衛霊公第十五 19 子曰君子疾没世而名不稱焉章
398(15-19)
子曰、君子疾沒世而名不稱焉。
子曰、君子疾沒世而名不稱焉。
子曰く、君子は世を没するまで名の称せられざるを疾む。
現代語訳
- 先生 ――「人物は、死んでから名を残さないのをおそれる。」(魚返善雄『論語新訳』)
- 孔子様がおっしゃるよう、「君子たる者、この世を去るまで名が聞こえないようでは困る。」(穂積重遠『新訳論語』)
- 先師がいわれた。――
「君子といえども、死後になっても自分の名がたたえられないのは苦痛である」(下村湖人『現代訳論語』)
語釈
- 没世 … 「世を没う」とも読む。生涯を終える。死ぬまで。終身。
- 名不称 … 自分の名が世に讃えられない。世間の評判にならない。
- 疾 … 「疾む」とも読む。悪む。嫌う。恥じる。
補説
- 『注疏』に「此の章は人に徳を脩むるを勧むるなり」(此章勸人脩德也)とある。『論語注疏』(国立国会図書館デジタルコレクション)参照。
- 君子疾没世而名不称焉 … 『集解』の何晏の注に「疾は、猶お病のごときなり」(疾、猶病也)とある。『論語集解』(国立国会図書館デジタルコレクション)参照。また『義疏』に「世を没すは、身没して以後を謂うなり。身没して名誉称揚せられて人の知る所と為らず、是れ君子の疾む所なり。故に江熙云う、匠、年を終うるまで斧を運かすも、器を成すこと能わず。匠者之を病む。君子は年を終うるまで善を為すも、名を成すこと能わず。亦た君子之を病むなり、と」(没世、謂身没以後也。身没而名譽不稱揚爲人所知、是君子所疾也。故江熙云、匠終年運斧、不能成器。匠者病之。君子終年爲善、不能成名。亦君子病之也)とある。『論語義疏』(国立国会図書館デジタルコレクション)参照。また『注疏』に「疾は、猶お病のごときなり。言うこころは君子は其の世を終えて善名の称せられざるを病うるなり」(疾、猶病也。言君子病其終世而善名不稱也)とある。また『集注』に引く范祖禹の注に「君子の学は以て己の為にし、人に知らるることを求めず。
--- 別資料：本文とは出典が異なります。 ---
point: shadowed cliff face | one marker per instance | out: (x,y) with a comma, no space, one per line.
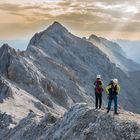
(81,122)
(59,69)
(56,71)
然れども世を没するまで名の称せられざれば、則ち善を為すの実無きこと知る可し」(君子學以爲己、不求人知。然沒世而名不稱焉、則無爲善之實可知矣)とある。『論語集注』(国立国会図書館デジタルコレクション)参照。
- 伊藤仁斎『論語古義』に「此れ人の時に及びて進修せんことを勉むるなり。張氏栻曰く、是の実有れば、則ち是の名有り。名とは其の実に命ずる所以なり。其の身を終うるまで、実の名づく可き無きは、君子之を疾む。其の名無きを疾むに非ざるなり、其の実無きを疾むなり、と」(此勉人及時進修也。張氏栻曰、有是實、則有是名。名者所以命其實也。終其身、而無實之可名、君子疾之。非疾其無名也、疾其無實也)とある。『論語古義』(国立国会図書館デジタルコレクション)参照。
- 荻生徂徠『論語徴』に「世を没うは、身を終うなり。荀子曰く、世を末え年を窮む、と。世を末うは即ち世を没うなり。孔子又た曰く、四十五十にして聞こゆること無きは、斯れ亦た畏るるに足らざるのみとは、後生を主として以て之を言う。然れども大器は晩成す、人の資質も亦た品多し。又た少壮に放逸し中年に至りて悔悟する者も有り。故に孔子亦た此の言有るのみ」(沒世、終身也。荀子曰、末世窮年。末世即沒世也。孔子又曰、四十五十而無聞焉、斯亦不足畏也已、主後生以言之。然大器晩成、人之資質亦多品。又有少壯放逸至中年悔悟者。故孔子亦有此言耳)とある。『論語徴』(国立国会図書館デジタルコレクション)参照。